When light insects like grasshoppers jump, the muscles in their hind legs power the jump and then return to their original position. A network of signals transmitted through their neurons can achieve this, but scientists have a found a way that evolution has made simpler.
University of Leicester neurobiologists have found that light insects have special joints that facilitate movement in one direction and then automatically reverse that movement. Thus, the way the insect has evolved has reduced the number of activators — like muscles and neuronal signals — required to achieve movement.
The joint the researchers looked at is a type of hinge joint in which one part of the limb (tibia) pivots on two tiny peg-like structures of another part (femur), like a pen swung between the tips of your index and middle fingers. The development could inspire simpler, cheaper prosthetic limbs in the future, with the same functional scope, with the use of these insect-inspired joints.
The study published in Current Biology on July 18, led by Dr.
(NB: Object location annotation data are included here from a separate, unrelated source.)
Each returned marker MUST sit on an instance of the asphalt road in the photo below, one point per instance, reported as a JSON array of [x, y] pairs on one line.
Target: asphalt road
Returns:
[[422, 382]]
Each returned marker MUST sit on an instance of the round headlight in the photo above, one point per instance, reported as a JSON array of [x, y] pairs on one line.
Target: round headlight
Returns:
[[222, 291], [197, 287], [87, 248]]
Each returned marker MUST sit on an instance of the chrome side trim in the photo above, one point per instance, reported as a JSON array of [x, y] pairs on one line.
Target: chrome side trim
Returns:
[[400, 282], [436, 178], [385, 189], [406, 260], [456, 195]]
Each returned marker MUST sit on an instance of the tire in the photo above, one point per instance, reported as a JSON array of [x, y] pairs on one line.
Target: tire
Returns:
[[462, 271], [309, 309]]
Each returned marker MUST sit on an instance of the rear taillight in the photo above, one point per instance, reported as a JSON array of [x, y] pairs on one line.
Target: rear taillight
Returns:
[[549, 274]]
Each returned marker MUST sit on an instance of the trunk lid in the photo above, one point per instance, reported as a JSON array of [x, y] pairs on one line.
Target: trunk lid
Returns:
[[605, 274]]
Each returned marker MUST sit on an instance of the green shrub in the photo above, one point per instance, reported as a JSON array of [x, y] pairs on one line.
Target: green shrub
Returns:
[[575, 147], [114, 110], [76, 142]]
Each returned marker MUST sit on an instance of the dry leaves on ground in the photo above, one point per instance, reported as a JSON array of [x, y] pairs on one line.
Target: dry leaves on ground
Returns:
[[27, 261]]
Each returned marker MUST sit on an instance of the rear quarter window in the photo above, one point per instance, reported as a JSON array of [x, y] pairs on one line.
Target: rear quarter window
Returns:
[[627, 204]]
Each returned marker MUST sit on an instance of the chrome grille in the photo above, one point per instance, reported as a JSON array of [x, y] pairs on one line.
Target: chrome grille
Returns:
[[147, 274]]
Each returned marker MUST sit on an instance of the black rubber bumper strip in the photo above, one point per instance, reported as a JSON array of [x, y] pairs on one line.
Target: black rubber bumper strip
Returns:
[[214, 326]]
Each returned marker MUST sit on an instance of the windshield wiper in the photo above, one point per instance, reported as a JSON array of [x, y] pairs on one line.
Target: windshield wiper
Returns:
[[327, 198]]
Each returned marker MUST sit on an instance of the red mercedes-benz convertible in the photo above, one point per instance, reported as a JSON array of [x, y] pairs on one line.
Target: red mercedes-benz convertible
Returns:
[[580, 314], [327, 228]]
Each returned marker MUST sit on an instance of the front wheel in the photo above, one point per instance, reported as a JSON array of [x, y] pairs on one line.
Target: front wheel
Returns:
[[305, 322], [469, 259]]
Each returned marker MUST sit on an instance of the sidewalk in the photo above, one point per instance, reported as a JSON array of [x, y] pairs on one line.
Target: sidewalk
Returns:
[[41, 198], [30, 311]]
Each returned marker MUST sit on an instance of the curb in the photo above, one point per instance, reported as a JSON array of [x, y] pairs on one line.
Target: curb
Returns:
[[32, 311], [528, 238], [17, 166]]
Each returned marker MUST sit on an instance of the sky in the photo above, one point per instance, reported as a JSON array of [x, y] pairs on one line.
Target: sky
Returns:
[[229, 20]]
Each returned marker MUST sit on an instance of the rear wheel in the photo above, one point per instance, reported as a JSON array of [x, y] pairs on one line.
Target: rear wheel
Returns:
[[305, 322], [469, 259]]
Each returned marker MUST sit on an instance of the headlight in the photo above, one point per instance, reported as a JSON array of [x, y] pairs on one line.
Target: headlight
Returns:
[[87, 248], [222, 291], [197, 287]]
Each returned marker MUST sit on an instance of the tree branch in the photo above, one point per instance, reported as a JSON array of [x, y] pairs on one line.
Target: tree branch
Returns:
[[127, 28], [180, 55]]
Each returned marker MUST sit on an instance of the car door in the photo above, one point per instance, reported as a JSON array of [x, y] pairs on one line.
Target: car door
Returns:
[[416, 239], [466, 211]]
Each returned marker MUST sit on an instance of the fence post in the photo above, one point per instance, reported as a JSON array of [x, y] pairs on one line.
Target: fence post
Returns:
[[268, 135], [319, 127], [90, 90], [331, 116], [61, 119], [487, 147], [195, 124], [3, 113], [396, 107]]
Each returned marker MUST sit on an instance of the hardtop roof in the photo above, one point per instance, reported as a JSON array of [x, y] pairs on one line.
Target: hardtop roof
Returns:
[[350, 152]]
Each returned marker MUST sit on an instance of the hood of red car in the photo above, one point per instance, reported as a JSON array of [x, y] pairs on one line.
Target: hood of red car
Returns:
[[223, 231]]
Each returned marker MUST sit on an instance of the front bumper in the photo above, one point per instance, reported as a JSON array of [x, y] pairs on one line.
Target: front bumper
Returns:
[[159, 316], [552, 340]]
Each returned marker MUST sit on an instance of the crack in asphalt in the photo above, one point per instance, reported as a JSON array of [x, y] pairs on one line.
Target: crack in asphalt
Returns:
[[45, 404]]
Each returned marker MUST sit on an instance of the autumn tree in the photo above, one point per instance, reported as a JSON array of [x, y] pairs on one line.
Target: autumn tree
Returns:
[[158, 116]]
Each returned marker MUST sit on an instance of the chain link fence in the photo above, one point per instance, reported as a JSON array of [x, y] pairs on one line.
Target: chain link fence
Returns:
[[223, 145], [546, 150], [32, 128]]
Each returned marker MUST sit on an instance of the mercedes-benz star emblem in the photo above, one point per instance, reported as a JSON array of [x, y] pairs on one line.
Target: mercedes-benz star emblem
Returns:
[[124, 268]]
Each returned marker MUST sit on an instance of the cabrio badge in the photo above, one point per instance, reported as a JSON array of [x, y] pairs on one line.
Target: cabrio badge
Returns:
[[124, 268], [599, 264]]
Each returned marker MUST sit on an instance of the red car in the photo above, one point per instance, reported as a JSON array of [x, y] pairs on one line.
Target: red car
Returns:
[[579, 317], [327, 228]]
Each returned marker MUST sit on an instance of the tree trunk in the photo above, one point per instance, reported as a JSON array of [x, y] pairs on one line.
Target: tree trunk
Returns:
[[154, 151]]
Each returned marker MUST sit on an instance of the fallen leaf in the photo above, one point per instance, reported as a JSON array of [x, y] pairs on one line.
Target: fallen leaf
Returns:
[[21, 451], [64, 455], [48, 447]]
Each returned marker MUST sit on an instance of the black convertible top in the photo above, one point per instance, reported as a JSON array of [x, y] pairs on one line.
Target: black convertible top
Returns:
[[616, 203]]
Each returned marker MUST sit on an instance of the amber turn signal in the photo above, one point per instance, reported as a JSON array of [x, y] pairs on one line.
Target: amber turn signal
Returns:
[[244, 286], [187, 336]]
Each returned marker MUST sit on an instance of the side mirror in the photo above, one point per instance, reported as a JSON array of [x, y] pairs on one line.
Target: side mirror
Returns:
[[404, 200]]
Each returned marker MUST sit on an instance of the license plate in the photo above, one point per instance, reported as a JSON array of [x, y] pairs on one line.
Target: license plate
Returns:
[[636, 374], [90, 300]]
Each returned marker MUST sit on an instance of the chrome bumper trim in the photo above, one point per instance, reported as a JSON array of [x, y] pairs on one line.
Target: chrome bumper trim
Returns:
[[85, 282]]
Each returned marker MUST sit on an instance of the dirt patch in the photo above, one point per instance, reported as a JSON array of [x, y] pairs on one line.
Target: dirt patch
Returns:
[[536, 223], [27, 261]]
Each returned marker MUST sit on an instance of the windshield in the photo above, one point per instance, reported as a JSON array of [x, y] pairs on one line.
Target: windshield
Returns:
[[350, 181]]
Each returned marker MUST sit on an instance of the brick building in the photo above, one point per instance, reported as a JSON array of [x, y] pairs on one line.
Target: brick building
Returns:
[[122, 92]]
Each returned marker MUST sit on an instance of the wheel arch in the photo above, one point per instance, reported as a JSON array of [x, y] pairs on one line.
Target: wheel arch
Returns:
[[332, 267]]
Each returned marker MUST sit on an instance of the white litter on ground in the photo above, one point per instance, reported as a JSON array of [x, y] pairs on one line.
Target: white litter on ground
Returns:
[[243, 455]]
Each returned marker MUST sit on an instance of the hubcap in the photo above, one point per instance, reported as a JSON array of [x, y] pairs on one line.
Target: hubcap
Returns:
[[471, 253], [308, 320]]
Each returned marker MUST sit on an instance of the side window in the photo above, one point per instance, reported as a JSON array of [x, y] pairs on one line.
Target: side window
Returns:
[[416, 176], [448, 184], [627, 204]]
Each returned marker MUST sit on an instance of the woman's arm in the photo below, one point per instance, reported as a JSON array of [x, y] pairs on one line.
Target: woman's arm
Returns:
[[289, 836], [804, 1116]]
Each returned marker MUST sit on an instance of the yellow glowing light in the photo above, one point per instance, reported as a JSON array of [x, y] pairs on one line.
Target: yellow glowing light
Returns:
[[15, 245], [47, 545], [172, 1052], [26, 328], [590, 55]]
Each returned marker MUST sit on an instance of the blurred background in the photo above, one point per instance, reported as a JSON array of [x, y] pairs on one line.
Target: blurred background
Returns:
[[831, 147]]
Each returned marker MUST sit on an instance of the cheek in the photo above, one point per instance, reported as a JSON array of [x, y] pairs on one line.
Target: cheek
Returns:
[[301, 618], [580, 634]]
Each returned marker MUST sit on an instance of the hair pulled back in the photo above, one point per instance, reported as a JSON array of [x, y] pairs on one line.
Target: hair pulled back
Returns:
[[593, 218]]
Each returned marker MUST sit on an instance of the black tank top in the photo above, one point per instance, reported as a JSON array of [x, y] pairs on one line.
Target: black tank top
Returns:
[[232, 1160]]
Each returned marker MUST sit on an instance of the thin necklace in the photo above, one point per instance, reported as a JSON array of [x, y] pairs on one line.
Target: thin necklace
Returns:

Tom Matheson, found that, apart from this clever biomechanical trick, joint structures varied from limb to limb also. Thus, they could have developed in response to muscular forces.
Many movements of insect limbs are caused by muscles, which pull on tendons and move one part of the limb relative to another. In the hind leg of the locust, an insect similar to grasshoppers which the researchers studied, the extensor muscle that powers jumps is much larger than the flexor muscle.
The joint forces help the weak flexor muscle counteract the strong extensor muscle.
“Without the joint forces, the flexor would have to be a lot larger. This would increase the animal’s weight and prevent it from jumping farther,” Dr. Matheson explained via email. The larger muscle would also be ‘metabolically costly’ for the animal to maintain. Since the passive joint flexion is ‘built into’ the joint, passive flexion automatically succeeds extension.
This means that the insect does not have to contract its flexor muscle, simplifying the patterns of motor nerve cell activity that it needs to generate to produce coordinated movements.
In prosthetic limbs that a subject can move, sophisticated control systems that simulate neuronal activity are necessary to operate the limb. Building in passive joint properties, such as in the insects, may permit prosthetic limbs to operate with fewer ‘muscles.’
“One actuator might extend the prosthetic, but a return movement could be generated by passive joint movement rather than an opposing actuator. This may also make the control easier, because a patient would only have to control movement in one direction, while movement in the other direction would occur automatically,” Dr. Matheson said.